6/ JULIUS PAPP "Justified music" : ce vétéran DJ canadien émigré en Californie est très prolifique mais son œuvre reste confidentielle. Il fut désigné (et non "nominé", ce qui est un affreux barbarisme) aux House Music Awards 1994 (les Césars de la house music en quelque sorte) comme le producteur le plus innovant.

7/ DEMON RITCHIE "To find a friend" : une production garage française du label Serial Records découverte sur la radio FG de la bonne époque, celle qui réservait une petite fenêtre aux esprits raffinés comme on en rencontre souvent parmi la communauté gay.
Tels les Grandes Compagnies au Moyen-Age, les barbares d'aujourd'hui ont tout rasé mais il nous reste le souvenir de ces matinées lounge concoctées par Jean-Jerôme à l'antenne de la radio de la Rue de Rivoli.

8/ EYEREEL ALLSTARS "Slowdown" : Richard Earnshaw peux agiter sans soucis l'oriflamme de la saveur inégalée de cette vocal deep-house.
Pourquoi est-il l'un des vaisseaux amiraux du son "garage" d'aujourd'hui ? la réponse coule de source, c'est un vrai musicien, multi-instrumentiste de surcroît.
D'ailleurs, Earnshaw régale souvent le public en jouant live ses instruments (piano, saxo ou guitare) durant ses sets.
Vous sentez la différence de classe avec le DJ sans base musicale qui n'excelle que dans l'esbroufe sonore à grands coups de gimmicks simplistes aux sons tarabiscotés ?

On m'opposera que les pionniers de la house n'étaient pas non plus musiciens mais, à la réécoute des premiers titres de 1985-1988, tout cela me paraît un peu limité.
La house music n'est réellement devenue "mainstream" qu'au moment où des musiciens de formation ou des génies de l'arrangement sont venus y apporter leur patte (Shep Pettibone, Paul Simpson, Steve Hurley, Morales & Knuckles, Eric Kupper, François K, Stock, Aitken & Waterman...).

9/ KINGS OF TOMORROW "Let it go" : plus fort que l'original et totalement hypnotique, ce 1998 remix fait référence du côté deep du garage.
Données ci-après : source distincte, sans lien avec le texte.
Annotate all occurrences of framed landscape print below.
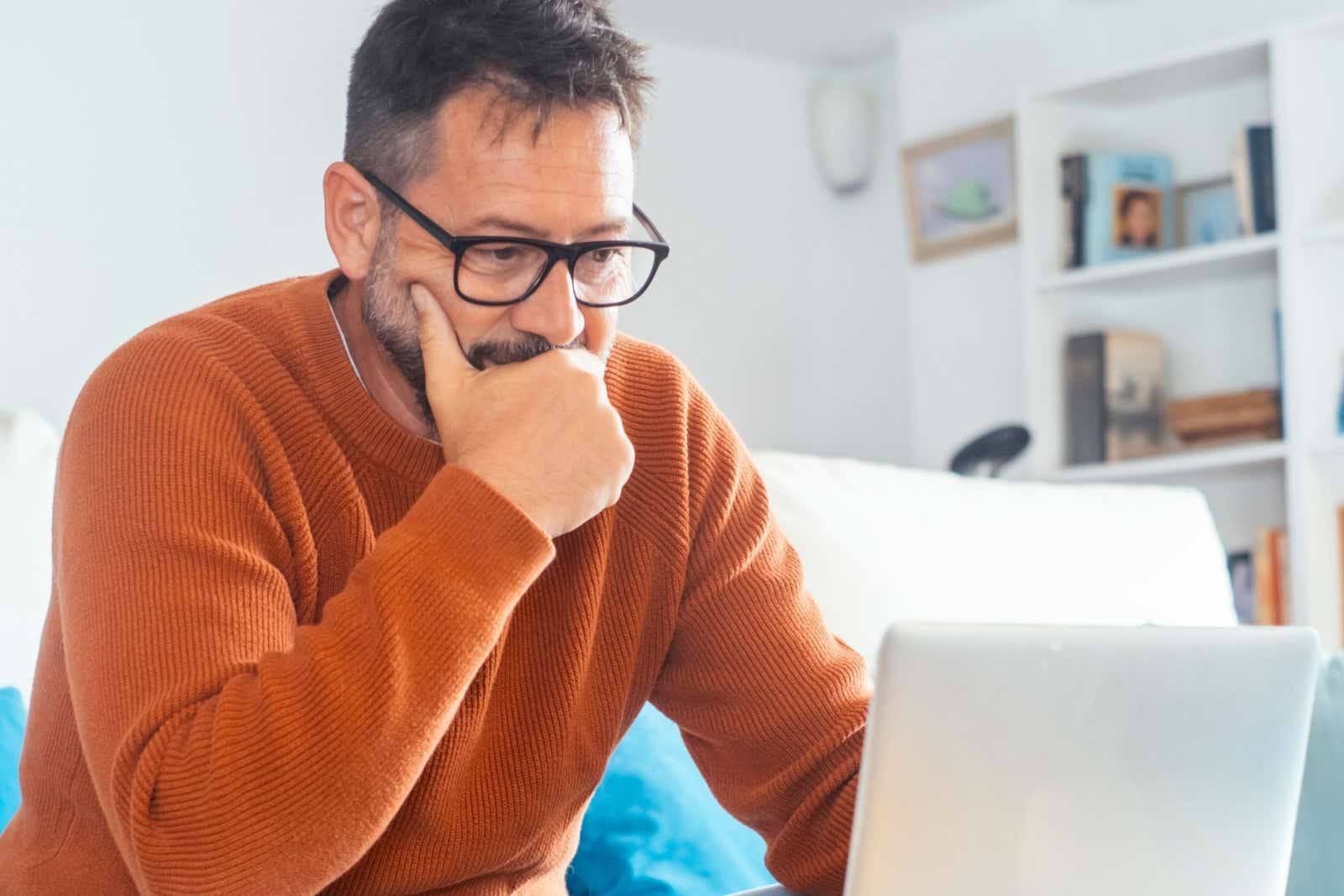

Aux vocaux, Dawn Tallman (déjà entendue ici sur "Steal away")

10/ KINGS OF TOMORROW 'Finally" : le remix de Nuyorican Soul (a.k.a. Masters at Work) est extrait du double CD édition limitée de "It's in the lifestyle", sorti en france sur le label Distance en 2001.
"Finally" est le seul titre de K.O.T. qui soit devenu un classique joué encore sur toutes les bonnes webradios.
Adoubé par Louie et Kenny "Dope", le guitariste jazz qui exécute le solo sur le coda est Michael Ciro, déjà remarqué sur des remixes d'une urgence totale comme :
  • "I love the night life", la reprise d'Alicia Bridges par les mêmes Nuyorican Soul;
  • "Wonderful person", la reprise de Curtis Mayfield par Black Masses;
  • "Latin lover" de Stephanie Mills;
  • "Bliss" de Mutiny;
  • "Nights over Egypt" la reprise des Jones Girls par Incognito;
  • "Never forget" de Hardrive 2000
Remarquable carte de visite !

11/ KIM ENGLISH "Learn 2 luv" : ce remix de John Chiafone, du duo Mood II Swing, rivalise sans forcer avec l'original grandiose qui symbolise la quintessence de leur œuvre.
Le maxi sorti sur Nervous Records en 1997 vaut son pesant d'or avec notamment un Atmospheric Mix signé François K.